"Kami tidak akan membuat kebijakan baru yang menimbulkan ketidakpastian"
Jakarta (ANTARA News) - Pemerintah tetap membuat kebijakan yang berhati-hati dan terukur menyikapi situasi perekonomian nasional yang tengah bergejolak karena melemahnya nilai kurs rupiah atas dolar Amerika Serikat.

Deputi Bidang Koordinasi Ekonomi Makro dan Keuangan Kemenko Perekonomian, Iskandar Simorangkir, mengatakan, kebijakan yang dikeluarkan pemerintah tentu tidak akan membuat masyarakat dan pasar resah. Sebab, Indonesia tetap membutuhkan pertumbuhan ekonomi yang tinggi dan berkualitas.

"Di tengah ketidakpastian ini tentu kita tidak mengeluarkan kebijakan yang membuat investor khawatir," ujar Iskandar dalam Diskusi Media Forum Merdeka Barat (FMB) 9 bertajuk "Bersatu untuk Rupiah" di Ruang Serba Guna, Kemenkominfo, Jakarta, Senin.

Iskandar menuturkan, kebijakan menyikapi depresiasi nilai tukar rupiah, tidak akan memperlambat pertumbuhan ekonomi nasional.

Iskandar menambahkan, untuk mengurangi tekanan defisit transaksi berjalan yang cukup tinggi pada triwulan II-2018 lalu ialah dengan mendorong aliran modal masuk (capital inflow), salah satunya melalui Bank Indonesia (BI) memberikan fasilitas swap atau lindung nilai bagi para pelaku usaha baik eksportir maupun importir terkait kebutuhan mereka akan dolar AS. Selain itu, BI tengah menyiapkan mekanisme untuk mendorong konversi DHE (Devisa Hasil Ekspor).

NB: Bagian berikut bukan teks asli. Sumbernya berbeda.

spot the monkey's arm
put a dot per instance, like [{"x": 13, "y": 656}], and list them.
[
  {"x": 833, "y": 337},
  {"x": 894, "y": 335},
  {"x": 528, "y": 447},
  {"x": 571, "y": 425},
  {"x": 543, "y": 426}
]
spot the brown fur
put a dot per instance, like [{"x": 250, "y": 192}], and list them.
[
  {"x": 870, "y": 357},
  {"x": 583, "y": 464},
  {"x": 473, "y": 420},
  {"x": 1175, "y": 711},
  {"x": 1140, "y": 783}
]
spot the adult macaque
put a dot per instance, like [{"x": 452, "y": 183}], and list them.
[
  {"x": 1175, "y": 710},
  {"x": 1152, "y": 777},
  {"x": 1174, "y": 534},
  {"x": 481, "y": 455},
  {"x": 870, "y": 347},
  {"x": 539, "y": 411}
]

"Di luar itu tentu bagaimana menggerakkan volume ekspor kita ke pasar-pasar baru," kata Iskandar.

Pemerintah juga tidak akan membuat resah investor dengan membuat ketidakpastian baru, misalnya dengan mengubah UU terkait fiskal atau sektor riil ekonomi.

Menurut Iskandar, Indonesia tengah membutuhkan aliran modal, khususnya di pasar valas, maka pemerintah dan BI terus menciptakan pendalaman pasar agar investor terpikat lagi masuk ke sini.

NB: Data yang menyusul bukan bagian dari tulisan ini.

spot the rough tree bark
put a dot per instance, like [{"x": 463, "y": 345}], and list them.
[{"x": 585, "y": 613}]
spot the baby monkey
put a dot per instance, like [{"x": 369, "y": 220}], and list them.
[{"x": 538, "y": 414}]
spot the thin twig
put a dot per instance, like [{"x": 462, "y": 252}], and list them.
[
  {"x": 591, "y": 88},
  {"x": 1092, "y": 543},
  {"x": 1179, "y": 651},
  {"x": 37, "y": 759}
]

"Kami memastikan risiko nilai tukar dalam hal mengkonversikan (ke dolar) sudah terjaga. Kami tidak akan membuat kebijakan baru yang menimbulkan ketidakpastian," ujarnya.

Pihak Kemenko Perekonomian bersama kementerian terkait lain serta BI dan Otoritas Jasa Keuangan (OJK) selalu membuat bauran kebijakan baik dari sisi fiskal, moneter, dan menggerakan sektor riil.

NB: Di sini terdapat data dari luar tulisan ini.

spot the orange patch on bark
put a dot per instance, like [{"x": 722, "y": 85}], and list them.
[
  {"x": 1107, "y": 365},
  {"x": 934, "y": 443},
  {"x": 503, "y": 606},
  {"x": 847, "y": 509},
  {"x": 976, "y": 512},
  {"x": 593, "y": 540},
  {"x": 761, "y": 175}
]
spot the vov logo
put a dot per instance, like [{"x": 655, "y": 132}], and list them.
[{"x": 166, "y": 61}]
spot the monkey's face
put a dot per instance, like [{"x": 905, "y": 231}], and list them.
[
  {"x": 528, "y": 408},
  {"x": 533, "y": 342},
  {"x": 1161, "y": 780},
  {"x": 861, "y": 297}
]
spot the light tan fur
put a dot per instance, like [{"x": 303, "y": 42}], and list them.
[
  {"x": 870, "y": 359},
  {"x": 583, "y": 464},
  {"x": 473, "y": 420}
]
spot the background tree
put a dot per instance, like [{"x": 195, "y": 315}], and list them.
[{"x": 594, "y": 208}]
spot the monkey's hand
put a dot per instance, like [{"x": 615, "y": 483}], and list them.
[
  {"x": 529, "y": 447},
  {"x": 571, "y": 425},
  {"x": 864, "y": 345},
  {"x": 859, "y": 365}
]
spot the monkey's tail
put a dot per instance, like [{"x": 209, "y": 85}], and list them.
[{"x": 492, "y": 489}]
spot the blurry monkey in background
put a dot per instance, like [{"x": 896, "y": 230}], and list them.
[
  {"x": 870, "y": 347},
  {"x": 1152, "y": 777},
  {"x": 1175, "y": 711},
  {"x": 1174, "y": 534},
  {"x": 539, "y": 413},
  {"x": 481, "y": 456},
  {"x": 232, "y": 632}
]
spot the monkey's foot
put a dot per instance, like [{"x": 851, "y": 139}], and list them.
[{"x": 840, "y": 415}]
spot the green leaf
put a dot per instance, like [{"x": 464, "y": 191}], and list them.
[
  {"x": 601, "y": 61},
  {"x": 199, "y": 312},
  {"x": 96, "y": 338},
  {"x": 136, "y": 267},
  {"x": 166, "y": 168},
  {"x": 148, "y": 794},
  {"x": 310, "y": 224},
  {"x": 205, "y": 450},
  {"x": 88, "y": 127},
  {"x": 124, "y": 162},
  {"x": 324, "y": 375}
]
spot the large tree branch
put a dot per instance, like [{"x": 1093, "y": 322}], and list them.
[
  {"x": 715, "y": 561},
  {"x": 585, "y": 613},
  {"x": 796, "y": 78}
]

"Misalnya dalan aturan kenaikan PPh Impor Pasal 22 yang sebenarnya tidak mengubah dan tidak melangggar aturan WTO. Jadi misalnya importir membayar pajak 10 miliar, lalu kena pajak 10 persen, artinya dia membayar 1 miliar, jika PPh final 2,5 miliar, nilai itu 1 miliar bisa dikreditkan. Jadi dengan kata lain itu sebenarnya mereka membayar yang sama," ujar Iskandar.

Staf Ahli Menkeu Robert Leonard Marbun menambahkan, meskipun ada sejumlah kebijakan secara jangka pendek dan menengah untuk mengendalikan melemahkan nilai tukar rupiah, pertumbuhan ekonomi nasional tahun depan masih positif.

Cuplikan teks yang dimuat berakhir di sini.